On me saisit et m’étudie ; on me retourne et me soupèse ; on me caresse et je m’éveille. Le chaud contact de la peau sur mon cuir me fait frémir. Je m’anime et me déploie ; je m’ouvre à vous.
Aujourd’hui, je ne vaux plus grand-chose mais, jadis, on me chérissait. Tant d’heures passées à surprendre, distraire ou rappeler. Tant d’années devrai-je dire. Tous ces souvenirs emmagasinés à la hâte, avant qu’on ne me délaisse.

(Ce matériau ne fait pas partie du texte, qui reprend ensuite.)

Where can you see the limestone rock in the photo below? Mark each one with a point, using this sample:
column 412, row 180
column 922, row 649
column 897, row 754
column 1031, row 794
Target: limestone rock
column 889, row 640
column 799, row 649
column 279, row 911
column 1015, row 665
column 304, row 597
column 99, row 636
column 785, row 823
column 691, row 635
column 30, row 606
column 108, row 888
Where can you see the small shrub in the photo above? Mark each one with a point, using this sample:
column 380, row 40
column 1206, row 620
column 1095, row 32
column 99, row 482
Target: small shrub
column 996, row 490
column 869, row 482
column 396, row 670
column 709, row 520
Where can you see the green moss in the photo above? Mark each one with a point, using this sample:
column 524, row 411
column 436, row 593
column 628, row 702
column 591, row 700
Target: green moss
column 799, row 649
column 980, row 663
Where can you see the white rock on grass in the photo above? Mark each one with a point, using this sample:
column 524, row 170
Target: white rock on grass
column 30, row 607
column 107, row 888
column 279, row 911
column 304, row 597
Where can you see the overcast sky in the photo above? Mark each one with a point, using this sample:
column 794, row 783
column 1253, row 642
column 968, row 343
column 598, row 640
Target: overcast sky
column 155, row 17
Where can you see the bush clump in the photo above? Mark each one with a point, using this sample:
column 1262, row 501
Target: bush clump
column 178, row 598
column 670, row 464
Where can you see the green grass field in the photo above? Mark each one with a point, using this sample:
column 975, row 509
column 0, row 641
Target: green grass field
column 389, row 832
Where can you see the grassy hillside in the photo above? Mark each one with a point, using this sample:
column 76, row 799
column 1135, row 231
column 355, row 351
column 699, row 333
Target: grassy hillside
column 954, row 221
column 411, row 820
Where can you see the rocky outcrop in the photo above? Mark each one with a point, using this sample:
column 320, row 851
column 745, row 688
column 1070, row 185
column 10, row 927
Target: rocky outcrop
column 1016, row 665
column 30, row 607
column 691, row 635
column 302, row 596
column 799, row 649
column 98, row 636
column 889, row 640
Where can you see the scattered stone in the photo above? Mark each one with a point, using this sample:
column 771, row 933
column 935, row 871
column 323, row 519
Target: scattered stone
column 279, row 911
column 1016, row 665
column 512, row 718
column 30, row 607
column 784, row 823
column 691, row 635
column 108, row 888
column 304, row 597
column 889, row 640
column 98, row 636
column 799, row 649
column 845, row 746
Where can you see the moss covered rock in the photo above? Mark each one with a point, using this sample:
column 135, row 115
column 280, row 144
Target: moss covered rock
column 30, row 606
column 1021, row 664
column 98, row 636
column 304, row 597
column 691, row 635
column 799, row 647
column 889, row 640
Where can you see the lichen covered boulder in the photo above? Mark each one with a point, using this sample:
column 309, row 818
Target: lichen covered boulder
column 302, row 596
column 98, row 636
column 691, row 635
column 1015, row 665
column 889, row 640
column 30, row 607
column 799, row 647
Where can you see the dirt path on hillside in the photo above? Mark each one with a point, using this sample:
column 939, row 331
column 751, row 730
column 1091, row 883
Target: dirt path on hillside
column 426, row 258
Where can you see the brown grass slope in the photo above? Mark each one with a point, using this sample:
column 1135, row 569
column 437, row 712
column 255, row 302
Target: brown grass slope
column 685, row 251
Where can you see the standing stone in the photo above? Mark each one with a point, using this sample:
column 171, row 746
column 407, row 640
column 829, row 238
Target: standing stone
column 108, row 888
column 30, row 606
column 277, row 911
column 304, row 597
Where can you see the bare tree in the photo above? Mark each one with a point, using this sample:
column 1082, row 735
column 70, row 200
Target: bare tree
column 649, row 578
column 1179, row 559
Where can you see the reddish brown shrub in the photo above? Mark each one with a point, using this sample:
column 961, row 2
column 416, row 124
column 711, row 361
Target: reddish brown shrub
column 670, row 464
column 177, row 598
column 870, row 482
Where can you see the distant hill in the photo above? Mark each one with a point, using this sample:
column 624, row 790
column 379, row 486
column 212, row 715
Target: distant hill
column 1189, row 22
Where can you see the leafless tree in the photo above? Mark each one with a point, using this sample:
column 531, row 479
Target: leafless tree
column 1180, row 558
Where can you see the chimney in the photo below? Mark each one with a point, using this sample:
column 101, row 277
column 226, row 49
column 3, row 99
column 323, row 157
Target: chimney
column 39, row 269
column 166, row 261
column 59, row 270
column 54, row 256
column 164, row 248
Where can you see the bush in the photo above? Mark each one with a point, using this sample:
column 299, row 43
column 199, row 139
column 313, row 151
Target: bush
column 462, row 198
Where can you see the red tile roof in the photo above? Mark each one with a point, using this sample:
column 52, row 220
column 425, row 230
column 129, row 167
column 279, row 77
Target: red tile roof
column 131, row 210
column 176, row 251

O ! Combien je l’ai aimée cette famille, ma famille pour ainsi dire. Et aujourd’hui, plus rien ! Quels ingrats ! Finir dans une vulgaire brocante. Pourtant, ma mémoire n’a pas de prix.
Ma première lecture remonte au printemps 1913. J’avais bien connu d’autres petites mains avant cela, mais rien de bien significatif ; quelques ouvrières, des relieuses, des encolleuses… Autant de mamans dont j’avais croisé les vies l’espace d’un instant, d’une discussion, d’une bribe de phrase ; le temps d’un moment trop court pour apprendre à les connaître vraiment.
Et puis il y avait eu cet homme. Je m’en souviens comme si c’était hier. La date, vendredi 25 avril ; l’année d’avant la grande guerre. Il m’avait trouvé dans la petite librairie de son quartier. Le soir, il s’était installé à son bureau, me posant délicatement devant lui. Ce jour-là, je pensai bien que ça y était, j’avais enfin une famille. Mais au lieu de me parcourir, il avait saisi sa plume et avait inscrit sur ma page de garde :
« Le 27 Avril 1913, à ma filleule, que ces Fables comme cette communion t’apportent les principes d’une vie équilibrée. »
Ce n’était donc pas là mon vrai foyer. Inutile de préciser qu’au cours des deux jours qui suivirent, mon excitation ne fit que croître jusqu’à ce qu’enfin, la filleule déchire le papier kraft dans lequel j’étais maintenu prisonnier. Marie caressa ma couverture, me feuilleta délicatement, effleura mes illustrations colorées ; je sentais qu’elle était fière de me posséder, et je l’étais tout autant d’éveiller un tel sentiment chez ma première jeune propriétaire.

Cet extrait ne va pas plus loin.